Comme exemple d'un problème où les tribunaux inférieurs peuvent faire une différence, Bodnar a cité la politique notoire de certains gouvernements locaux polonais de déclarer leurs villes «zones sans LGBT». Bien que les résolutions n’aient pas de force juridique, le bureau du médiateur a soutenu devant le tribunal qu’elles avaient un effet juridique indirect, entravant l’accès à l’emploi et portant atteinte aux droits des personnes LGBT. Le bureau a remporté quatre affaires et en a perdu trois.

«Si vous avez 10 000 juges, il est difficile de les obliger tous à se comporter tout à coup conformément aux souhaits du parti au pouvoir», a-t-il déclaré.

Bien que son mandat de cinq ans ait officiellement pris fin en septembre, Bodnar est toujours en fonction après que la chambre basse du Parlement dominée par le PiS a rejeté la candidature de son remplaçant préféré.

Zuzanna Rudzińska-Bluszcz, qui a travaillé au bureau de Bodnar ces cinq dernières années, a obtenu le soutien de plus de 1 000 ONG pour prendre le relais, mais a été rejetée par le Parlement à deux reprises, ce qui a conduit à une impasse. Pour l'instant, Bodnar continue à occuper ce poste jusqu'à ce qu'un remplaçant soit trouvé, bien que les législateurs du PiS soient également engagés dans des poursuites judiciaires pour l'empêcher de continuer en tant qu'ombudsman par intérim. Les groupes de la société civile tiennent à ne pas voir le rôle d'ombudsman tomber entre les mains d'un copain du gouvernement.

Rudzińska-Bluszcz a déclaré qu'elle pensait que le rôle d'ombudsman était plus important que jamais, car Covid a «changé tout le système sur lequel notre pays a été construit» et entraînera des effets économiques et sociaux durables qui nécessiteront une défense solide des droits de l'homme. Elle a déclaré qu'elle continuerait à se présenter tant qu'elle bénéficierait du soutien de la société civile, même si sa candidature est rejetée à plusieurs reprises.

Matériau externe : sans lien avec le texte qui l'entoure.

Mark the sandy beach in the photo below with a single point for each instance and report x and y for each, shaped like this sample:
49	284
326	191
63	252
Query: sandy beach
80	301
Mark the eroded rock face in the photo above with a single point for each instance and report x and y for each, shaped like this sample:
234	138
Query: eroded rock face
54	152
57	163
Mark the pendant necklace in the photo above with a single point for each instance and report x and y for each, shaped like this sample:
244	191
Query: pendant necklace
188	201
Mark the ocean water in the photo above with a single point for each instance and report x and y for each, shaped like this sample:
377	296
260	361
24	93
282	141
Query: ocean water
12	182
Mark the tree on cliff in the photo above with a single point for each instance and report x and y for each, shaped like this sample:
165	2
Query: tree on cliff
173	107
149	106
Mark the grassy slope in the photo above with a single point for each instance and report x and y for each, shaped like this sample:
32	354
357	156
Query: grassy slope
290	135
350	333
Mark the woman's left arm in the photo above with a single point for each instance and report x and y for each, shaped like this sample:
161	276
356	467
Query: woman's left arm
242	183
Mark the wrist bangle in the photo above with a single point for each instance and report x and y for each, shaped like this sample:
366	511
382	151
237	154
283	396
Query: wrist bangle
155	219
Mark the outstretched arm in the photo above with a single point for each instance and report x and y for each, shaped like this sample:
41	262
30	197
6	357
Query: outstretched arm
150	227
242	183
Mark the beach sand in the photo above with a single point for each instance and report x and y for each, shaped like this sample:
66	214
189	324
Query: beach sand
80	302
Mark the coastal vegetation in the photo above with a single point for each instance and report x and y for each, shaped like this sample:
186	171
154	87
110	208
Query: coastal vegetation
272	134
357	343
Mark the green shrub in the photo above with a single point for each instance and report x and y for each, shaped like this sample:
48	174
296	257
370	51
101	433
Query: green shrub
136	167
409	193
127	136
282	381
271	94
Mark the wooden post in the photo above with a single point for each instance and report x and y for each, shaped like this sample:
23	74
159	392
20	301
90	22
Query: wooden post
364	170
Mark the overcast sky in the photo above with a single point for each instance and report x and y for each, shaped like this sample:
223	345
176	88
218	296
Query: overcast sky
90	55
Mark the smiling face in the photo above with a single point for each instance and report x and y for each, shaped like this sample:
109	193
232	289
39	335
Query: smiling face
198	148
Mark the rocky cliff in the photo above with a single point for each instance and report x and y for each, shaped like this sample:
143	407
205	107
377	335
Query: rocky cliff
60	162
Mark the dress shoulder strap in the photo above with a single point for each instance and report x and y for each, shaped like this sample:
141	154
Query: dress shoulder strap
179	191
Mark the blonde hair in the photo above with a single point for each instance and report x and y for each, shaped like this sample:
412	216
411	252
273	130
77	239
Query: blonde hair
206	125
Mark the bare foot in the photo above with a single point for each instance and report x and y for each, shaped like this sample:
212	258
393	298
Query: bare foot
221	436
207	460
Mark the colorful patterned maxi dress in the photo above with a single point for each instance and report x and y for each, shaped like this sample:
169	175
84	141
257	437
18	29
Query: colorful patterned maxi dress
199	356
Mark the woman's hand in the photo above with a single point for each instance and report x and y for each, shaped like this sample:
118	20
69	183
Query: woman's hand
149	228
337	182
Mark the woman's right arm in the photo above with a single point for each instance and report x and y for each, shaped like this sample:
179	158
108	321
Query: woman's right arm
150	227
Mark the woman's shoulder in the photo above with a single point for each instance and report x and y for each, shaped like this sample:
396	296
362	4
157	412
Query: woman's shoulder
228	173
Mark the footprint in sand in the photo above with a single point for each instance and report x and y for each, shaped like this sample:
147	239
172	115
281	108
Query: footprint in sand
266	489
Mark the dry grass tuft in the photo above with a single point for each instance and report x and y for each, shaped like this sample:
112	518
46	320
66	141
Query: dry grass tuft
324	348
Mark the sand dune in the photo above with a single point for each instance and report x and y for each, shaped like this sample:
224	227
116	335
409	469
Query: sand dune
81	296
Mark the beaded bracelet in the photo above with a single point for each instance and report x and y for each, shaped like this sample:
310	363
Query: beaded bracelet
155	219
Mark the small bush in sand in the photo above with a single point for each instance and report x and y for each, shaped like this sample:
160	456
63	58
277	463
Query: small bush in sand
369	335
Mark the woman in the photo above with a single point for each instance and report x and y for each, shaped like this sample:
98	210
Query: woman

Les forces d’opposition en Pologne et en Hongrie débattront probablement dans les prochains jours pour savoir si le compromis sur l’état de droit est une victoire ou une défaite pour les deux gouvernements. Certains se sont concentrés sur les aspects positifs tandis que d’autres se sont sentis déçus par la présidence allemande de l’UE pour avoir accepté le compromis.

«L’accord d’aujourd’hui est une décision politique de faire adopter le budget et, malheureusement, le mécanisme de l’état de droit a été sacrifié. C'est presque édenté maintenant », a déclaré une déclaration conjointe de l'organisation de citoyens hongrois aHang et du mouvement de citoyens polonais Akcja Demokracja, qui avait précédemment demandé à l'UE de rester ferme.